Le téléfilm conte la descente dans l'enfer du fanatisme d'un jeune lycéen issu de la troisième génération d'immigrés algériens.
Le synopsis de cette fiction, avec entre autres Smaïn :
Paris, un adolescent issu de l’immigration s’éprend d’une jeune musulmane de sa classe, avant de dériver dans l’islamisme. Un parcours vertigineux où la confusion des sentiments pose la question de l’intégration et de l’identité musulmane en France.
Kévin-Mohammed Ziani, lycéen de 17 ans, vit à Ménilmontant, à Paris. Solitaire et secret, il a pour seul ami Léo, un gardien de cimetière auquel il livre de rares confidences.
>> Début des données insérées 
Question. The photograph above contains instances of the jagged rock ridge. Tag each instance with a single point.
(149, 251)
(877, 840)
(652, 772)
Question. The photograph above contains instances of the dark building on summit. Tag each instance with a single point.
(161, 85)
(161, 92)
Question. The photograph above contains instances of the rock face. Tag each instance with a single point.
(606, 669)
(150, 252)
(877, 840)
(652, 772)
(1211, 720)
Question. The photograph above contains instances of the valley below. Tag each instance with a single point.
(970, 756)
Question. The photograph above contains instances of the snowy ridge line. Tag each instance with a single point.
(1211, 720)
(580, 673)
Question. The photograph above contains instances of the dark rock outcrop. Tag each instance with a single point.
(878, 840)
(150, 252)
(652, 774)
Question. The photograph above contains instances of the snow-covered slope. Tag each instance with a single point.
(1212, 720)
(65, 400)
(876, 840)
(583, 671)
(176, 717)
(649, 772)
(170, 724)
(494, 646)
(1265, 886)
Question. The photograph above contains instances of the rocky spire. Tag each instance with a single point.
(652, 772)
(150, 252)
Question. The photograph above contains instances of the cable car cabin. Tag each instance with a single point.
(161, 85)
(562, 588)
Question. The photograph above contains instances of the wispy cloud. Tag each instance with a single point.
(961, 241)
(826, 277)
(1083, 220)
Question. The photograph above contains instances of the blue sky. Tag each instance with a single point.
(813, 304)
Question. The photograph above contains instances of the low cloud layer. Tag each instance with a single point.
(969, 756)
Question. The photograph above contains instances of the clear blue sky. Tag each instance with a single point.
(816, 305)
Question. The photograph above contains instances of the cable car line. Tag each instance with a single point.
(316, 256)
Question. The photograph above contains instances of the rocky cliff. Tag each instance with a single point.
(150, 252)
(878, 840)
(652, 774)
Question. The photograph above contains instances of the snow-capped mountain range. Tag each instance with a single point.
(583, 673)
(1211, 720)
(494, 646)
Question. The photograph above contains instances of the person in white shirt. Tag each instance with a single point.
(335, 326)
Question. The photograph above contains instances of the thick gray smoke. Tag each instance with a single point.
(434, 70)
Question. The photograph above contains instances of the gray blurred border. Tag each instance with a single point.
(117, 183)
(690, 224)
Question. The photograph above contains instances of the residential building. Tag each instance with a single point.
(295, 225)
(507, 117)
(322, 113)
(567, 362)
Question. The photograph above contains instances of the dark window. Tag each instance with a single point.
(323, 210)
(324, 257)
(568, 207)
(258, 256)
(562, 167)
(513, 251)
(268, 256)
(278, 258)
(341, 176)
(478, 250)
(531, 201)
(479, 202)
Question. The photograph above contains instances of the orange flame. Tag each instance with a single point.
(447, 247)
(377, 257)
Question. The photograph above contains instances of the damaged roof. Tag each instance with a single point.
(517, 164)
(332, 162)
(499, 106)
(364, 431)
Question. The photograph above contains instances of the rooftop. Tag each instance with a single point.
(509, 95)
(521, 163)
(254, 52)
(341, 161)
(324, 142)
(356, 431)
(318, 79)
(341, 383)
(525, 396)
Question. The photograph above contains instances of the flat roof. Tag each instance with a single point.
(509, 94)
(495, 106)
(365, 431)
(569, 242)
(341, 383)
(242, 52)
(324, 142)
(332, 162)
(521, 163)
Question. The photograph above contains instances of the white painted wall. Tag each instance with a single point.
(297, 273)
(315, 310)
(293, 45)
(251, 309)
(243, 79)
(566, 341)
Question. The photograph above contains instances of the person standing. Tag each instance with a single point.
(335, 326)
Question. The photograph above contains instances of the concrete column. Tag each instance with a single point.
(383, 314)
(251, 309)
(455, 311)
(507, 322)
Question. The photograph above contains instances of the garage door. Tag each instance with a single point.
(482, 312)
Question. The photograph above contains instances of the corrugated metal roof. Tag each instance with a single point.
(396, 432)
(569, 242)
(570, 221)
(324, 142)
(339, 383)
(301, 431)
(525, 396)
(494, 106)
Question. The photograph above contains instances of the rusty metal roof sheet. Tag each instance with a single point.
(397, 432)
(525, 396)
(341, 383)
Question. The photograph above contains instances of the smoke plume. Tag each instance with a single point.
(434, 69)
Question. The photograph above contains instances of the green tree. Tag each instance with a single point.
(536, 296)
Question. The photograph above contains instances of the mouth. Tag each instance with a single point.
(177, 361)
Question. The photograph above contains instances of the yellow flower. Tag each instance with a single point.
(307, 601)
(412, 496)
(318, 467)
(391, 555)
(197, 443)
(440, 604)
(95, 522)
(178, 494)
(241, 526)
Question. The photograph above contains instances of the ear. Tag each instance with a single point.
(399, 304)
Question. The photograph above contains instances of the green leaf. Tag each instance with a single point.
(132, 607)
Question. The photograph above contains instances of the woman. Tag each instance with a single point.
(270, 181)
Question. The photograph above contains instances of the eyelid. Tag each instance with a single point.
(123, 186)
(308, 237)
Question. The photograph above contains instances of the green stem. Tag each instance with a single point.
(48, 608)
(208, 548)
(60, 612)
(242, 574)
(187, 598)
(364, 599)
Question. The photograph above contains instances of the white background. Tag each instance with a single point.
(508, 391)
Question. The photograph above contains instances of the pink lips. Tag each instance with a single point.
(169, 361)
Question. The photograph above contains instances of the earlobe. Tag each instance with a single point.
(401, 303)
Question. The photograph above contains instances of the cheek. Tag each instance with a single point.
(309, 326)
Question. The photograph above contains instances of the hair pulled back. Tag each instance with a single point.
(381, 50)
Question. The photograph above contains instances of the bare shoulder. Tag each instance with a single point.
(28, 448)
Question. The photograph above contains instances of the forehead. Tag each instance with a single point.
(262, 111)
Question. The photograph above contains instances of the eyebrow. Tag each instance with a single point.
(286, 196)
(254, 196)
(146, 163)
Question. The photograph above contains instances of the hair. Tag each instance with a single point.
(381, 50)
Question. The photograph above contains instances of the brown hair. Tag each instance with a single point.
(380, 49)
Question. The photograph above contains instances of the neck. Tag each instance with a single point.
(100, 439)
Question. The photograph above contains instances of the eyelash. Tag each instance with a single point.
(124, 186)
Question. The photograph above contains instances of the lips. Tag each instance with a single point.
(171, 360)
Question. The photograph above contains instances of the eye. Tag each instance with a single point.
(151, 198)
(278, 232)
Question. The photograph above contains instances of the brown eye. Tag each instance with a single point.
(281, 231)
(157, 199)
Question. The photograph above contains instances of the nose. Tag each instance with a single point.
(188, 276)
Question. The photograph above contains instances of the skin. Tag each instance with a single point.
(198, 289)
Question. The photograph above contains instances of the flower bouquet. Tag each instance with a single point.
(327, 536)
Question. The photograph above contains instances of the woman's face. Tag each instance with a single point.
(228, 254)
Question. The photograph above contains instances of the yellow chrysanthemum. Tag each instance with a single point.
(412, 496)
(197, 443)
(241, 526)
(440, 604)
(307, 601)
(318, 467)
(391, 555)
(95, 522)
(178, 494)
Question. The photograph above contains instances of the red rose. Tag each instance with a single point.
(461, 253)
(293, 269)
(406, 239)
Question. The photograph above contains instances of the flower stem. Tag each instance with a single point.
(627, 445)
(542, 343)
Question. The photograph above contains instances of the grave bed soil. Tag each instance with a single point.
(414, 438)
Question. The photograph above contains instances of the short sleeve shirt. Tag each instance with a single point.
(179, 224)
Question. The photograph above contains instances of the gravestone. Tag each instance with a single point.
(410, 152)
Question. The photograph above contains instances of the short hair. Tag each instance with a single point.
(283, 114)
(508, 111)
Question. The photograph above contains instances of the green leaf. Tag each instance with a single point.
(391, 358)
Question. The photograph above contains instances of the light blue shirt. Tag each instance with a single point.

En décalage avec ses parents, Abdel et Saïda, immigrés de la deuxième génération taraudés par le désir de s’intégrer, l’adolescent découvre l’islam à travers le regard lumineux de Mériem, une camarade de classe.
Fasciné par la jeune musulmane brillante et épanouie, le jeune homme est peu à peu récupéré par un groupe de fondamentalistes salafistes, qui l’entraîne dans une dangereuse dérive.
Le téléfilm suit pas à pas la dérive de Kévin, adolescent sans histoire au visage d’ange inquiétant. Dans un Paris baigné d’une lumière hivernale, sa rencontre éblouie avec Mériem, qui porte le voile à l’insu de sa famille, va le confronter brutalement au silence de ses parents à propos de leur passé.
Grâce à la jeune fille, Kévin (qui porte le nom du héros de la série préférée de sa mère) apprend entre autres que Mohammed ne désigne pas seulement l’épicier du coin : c’est aussi son vrai prénom.
L’histoire d’amour que Kévin-Mohammed vit avec Mériem, toute de pudeur, l’éclaire sur sa culture d'origine, avant de le précipiter dans une longue descente aux enfers.